3月に着工して、6月末にはだいたい出来上がるかな?という見込みで進んでいた再生工事ですが、口蹄疫の拡大防止の為に一時休止となりました。ん〜あと一息・・・やきもきしますが、見えない敵と果敢に戦っている周りの農家の方々の気持ちを考えると、じっと我慢するのが僕達にできる最大の協力です。

南側の全景です。随分すっきりしました。傾きと水平を直した母屋は、総入れ替えを行った縁側のすっきりした表情と相まって、建物全体がすっきりとして、生気が戻ったように見えますね。倒壊寸前だった米倉をリフォームした中2階の管理棟も手摺りが付いて良い雰囲気になっています。

まったく新しくなった南の縁側。縦横の線がすっきりと通って、美しい表情になりました。

内側から見るとこの通り。うっそうと茂ってきた目の前の植木を綺麗に整理すれば、良い雰囲気の縁側になりそうです。

こちらは北東の角からの北側全景。ひどい雨漏りが放置されていた北東の角は、屋根の工事後は雨漏りもなくなり、一安心です。内部の柱や梁に腐った後が残りましたが、それも歴史の一部となっていくことでしょう。後付けのトイレや押入など、ボロボロの表情だった部分も縁側に造り直して、すっきりとしています。南側は建具も新しく造作しましたが、北側の建具は倉庫に入っていた古い建具をリユースしています。なんで、こんな建具が倉庫にあったのかは謎です。幸か不幸か色々な歴史が古い家にはあるようです。

裏玄関から見た北側の縁側です。囲炉裏間の出窓などは傾いて落っこちてしまいそうなくらい痛んでいましたが、こちらも造り直してもらってしっかりとしています。

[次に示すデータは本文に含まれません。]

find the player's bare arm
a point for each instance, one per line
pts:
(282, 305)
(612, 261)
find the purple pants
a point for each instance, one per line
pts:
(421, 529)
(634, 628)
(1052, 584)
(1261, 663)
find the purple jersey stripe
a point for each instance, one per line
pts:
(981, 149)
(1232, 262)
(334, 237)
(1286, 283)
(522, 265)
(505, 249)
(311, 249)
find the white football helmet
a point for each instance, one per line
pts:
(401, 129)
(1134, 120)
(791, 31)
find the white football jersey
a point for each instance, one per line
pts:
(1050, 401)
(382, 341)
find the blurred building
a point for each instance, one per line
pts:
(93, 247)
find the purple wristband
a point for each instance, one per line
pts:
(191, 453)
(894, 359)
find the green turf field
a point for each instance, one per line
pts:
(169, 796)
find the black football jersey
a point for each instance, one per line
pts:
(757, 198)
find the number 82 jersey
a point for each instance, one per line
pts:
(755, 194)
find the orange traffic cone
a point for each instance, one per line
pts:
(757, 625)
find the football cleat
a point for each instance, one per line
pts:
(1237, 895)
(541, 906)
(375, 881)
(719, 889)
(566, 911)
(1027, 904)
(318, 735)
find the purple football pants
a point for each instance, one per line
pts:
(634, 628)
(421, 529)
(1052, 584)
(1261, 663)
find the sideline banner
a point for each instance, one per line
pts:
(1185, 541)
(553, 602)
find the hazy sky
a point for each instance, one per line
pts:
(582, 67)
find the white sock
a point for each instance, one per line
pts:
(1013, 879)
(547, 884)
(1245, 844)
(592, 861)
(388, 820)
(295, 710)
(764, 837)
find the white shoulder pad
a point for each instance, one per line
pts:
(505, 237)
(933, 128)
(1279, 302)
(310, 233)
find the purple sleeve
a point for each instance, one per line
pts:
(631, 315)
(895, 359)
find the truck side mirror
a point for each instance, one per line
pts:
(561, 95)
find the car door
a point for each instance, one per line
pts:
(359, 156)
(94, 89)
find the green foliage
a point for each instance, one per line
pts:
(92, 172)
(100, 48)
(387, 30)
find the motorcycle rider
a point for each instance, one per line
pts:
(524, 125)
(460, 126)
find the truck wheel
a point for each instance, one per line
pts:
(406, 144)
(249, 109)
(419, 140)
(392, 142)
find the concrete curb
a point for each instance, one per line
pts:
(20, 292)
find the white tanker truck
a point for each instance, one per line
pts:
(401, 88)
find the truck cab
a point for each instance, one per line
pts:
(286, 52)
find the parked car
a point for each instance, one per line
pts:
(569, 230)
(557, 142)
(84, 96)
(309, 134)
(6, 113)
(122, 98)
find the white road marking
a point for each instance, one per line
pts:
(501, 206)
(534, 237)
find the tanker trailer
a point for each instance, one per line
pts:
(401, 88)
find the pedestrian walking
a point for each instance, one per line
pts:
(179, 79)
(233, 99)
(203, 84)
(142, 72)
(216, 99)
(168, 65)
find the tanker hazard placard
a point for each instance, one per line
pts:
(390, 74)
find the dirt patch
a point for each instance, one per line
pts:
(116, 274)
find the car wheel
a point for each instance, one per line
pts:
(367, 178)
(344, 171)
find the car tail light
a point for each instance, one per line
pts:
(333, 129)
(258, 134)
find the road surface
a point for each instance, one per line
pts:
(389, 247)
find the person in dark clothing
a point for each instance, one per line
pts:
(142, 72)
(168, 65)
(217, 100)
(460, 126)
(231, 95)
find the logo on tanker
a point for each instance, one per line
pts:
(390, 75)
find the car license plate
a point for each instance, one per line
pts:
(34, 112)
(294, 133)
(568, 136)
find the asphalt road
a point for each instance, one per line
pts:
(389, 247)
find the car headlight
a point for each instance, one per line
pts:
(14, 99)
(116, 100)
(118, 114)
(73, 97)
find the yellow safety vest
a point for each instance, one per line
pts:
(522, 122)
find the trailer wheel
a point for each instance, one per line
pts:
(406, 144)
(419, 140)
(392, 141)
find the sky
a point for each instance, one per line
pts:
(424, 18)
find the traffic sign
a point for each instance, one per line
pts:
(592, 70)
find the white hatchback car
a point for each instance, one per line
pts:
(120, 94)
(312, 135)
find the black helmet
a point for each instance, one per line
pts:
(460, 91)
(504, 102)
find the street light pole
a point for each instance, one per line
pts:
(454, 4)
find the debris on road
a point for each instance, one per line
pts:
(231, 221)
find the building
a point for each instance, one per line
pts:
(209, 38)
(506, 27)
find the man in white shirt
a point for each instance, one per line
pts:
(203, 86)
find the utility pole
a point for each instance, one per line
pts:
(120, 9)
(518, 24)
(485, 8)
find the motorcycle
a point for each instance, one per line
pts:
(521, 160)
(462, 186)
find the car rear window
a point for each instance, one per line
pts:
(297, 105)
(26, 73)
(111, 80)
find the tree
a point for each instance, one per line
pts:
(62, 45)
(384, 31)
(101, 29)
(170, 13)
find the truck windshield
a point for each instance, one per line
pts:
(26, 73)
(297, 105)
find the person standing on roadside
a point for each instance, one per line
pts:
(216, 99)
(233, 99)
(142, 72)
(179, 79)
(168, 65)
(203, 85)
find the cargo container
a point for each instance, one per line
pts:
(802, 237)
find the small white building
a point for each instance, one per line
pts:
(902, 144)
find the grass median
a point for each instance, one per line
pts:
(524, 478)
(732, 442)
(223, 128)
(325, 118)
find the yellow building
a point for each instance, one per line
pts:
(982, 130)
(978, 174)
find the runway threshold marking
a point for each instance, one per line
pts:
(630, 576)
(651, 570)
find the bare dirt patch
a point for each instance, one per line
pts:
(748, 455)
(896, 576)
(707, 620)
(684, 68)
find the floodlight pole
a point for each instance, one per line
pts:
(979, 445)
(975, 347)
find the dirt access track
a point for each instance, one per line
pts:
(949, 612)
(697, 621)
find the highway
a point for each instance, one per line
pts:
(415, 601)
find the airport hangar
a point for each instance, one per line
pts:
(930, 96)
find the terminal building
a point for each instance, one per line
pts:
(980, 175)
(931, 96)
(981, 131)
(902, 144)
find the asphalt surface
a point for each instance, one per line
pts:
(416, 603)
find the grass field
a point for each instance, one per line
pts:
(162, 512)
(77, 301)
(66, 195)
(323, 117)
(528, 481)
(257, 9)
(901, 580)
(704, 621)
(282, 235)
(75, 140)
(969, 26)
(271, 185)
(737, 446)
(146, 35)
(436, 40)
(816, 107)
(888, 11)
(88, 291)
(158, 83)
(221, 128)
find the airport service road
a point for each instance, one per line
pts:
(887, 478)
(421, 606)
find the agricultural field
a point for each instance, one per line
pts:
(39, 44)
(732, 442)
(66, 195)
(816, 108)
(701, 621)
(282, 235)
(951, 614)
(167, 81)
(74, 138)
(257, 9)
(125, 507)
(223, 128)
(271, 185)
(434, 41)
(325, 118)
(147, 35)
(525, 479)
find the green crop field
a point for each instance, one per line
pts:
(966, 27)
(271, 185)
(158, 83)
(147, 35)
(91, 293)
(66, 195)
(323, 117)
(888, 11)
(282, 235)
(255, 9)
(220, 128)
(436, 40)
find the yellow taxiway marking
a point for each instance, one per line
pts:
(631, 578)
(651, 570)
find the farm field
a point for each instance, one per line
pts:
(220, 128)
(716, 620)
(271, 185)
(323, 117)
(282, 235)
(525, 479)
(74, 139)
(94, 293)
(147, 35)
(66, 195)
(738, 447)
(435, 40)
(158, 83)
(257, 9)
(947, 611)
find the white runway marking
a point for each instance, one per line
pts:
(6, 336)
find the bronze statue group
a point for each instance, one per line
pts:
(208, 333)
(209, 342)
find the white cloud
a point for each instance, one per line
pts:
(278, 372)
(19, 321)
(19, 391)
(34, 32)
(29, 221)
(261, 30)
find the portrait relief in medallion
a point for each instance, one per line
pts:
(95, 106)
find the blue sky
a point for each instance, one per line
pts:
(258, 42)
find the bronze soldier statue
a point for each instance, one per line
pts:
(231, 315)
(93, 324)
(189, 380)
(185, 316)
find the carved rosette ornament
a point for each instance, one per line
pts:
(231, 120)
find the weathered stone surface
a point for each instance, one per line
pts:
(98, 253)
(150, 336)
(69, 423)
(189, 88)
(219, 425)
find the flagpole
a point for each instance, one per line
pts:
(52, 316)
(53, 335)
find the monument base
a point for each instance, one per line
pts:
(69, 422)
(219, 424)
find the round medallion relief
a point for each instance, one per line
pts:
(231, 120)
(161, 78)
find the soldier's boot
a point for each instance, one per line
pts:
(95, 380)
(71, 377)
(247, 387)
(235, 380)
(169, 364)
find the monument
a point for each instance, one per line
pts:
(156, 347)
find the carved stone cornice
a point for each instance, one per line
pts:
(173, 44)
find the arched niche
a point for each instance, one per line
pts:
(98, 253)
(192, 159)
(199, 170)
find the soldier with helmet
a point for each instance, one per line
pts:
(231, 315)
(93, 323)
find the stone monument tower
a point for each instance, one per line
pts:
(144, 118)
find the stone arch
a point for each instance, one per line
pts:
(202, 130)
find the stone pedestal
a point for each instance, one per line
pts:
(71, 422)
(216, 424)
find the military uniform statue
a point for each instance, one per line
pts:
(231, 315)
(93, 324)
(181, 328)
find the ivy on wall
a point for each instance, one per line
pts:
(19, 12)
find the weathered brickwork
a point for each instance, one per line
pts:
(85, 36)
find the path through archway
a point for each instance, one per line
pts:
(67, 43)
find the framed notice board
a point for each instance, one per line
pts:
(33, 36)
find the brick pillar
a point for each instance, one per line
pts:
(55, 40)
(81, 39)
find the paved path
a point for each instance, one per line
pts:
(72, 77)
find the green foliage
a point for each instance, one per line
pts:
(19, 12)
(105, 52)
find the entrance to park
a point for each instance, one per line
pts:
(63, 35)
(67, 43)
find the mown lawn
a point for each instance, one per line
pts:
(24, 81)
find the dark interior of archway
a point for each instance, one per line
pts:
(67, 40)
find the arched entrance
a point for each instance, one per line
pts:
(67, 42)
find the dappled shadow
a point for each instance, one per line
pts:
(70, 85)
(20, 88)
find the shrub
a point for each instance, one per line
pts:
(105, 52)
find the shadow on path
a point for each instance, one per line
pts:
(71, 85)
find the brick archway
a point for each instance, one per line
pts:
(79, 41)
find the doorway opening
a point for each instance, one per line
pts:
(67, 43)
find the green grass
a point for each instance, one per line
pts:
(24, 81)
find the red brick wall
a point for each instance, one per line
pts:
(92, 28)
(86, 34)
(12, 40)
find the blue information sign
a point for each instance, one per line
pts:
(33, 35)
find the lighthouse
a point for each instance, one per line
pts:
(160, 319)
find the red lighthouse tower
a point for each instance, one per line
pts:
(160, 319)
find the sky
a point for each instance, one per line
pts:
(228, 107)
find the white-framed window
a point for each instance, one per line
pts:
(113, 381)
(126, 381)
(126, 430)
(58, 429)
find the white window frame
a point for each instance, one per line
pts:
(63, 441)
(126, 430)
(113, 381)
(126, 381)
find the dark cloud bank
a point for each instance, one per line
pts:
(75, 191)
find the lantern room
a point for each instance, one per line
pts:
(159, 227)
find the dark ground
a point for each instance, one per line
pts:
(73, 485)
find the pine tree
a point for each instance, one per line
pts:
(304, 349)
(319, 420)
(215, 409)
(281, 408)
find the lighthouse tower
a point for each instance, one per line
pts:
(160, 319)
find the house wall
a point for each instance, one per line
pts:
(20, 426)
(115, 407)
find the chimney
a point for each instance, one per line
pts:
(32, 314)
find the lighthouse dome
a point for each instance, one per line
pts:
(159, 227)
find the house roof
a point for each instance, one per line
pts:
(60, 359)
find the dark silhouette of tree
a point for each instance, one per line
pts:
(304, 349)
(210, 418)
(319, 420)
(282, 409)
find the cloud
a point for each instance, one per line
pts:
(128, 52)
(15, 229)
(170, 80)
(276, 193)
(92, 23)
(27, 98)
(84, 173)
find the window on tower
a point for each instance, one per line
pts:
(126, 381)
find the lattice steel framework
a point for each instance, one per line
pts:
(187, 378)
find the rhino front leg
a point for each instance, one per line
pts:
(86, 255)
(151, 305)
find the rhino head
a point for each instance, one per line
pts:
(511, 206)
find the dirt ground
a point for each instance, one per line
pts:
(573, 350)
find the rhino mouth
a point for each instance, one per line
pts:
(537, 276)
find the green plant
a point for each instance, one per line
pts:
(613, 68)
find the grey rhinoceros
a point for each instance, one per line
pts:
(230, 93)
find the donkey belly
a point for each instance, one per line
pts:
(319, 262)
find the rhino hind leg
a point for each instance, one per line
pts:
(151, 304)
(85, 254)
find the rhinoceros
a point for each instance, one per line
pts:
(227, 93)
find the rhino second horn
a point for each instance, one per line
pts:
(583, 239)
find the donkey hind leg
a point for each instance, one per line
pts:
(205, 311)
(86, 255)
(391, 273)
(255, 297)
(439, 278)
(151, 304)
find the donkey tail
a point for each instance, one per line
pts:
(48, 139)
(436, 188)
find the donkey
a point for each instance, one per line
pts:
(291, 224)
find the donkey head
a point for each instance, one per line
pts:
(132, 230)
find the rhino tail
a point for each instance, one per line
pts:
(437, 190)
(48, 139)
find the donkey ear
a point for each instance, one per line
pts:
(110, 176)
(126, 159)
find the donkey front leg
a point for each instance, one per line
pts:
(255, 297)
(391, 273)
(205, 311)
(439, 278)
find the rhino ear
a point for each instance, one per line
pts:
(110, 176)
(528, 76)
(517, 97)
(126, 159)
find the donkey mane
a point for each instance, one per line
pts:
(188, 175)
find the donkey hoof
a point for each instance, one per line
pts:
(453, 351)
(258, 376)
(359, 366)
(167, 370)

今回の再生工事で一番大きく変化したのはこの囲炉裏間だと思います。梁を見せる形での屋根の工事も終わっています。後は仕上げ工事が始まるのを待つばかりです。

どうすればいいか最後まで悩んだのがこの玄関です。右側、脚立が立っているところは、以前は外と繋がっていた大きな開口部だったところです。外壁を新設して、内部は押入にすることで、自然な感じで納めようとしています。左奥にも押入を新設して、ボロボロの外壁からの隙間風などを押さえようと考えていましたが、今回、西田さんと打ち合わせをさせていただいて、やはりここはオリジナルのまま残して、来てくださった方々に見て貰いましょう。ということになりました。なにしろ、杉の板1枚が外壁であり内部の仕上げでもあるというこの建物の特徴がここに見事に残っているのです。穴もあるし隙間もあるので、いつまでこの表情で残せるか分かりませんが、出来る限り残していこうと思っています。

古民家の再生工事は、まずオリジナルを知って、そこからどの程度改造されているか?ということを見極めながら進めることが重要です。改造されたものをオリジナルだと勘違いしないように、見極める為の資料をきちんと集めることが大切だと今回の工事でも改めて勉強させられました。

工事はあと一息、口蹄疫が終息すれば半月くらいで工事完了の見通しです。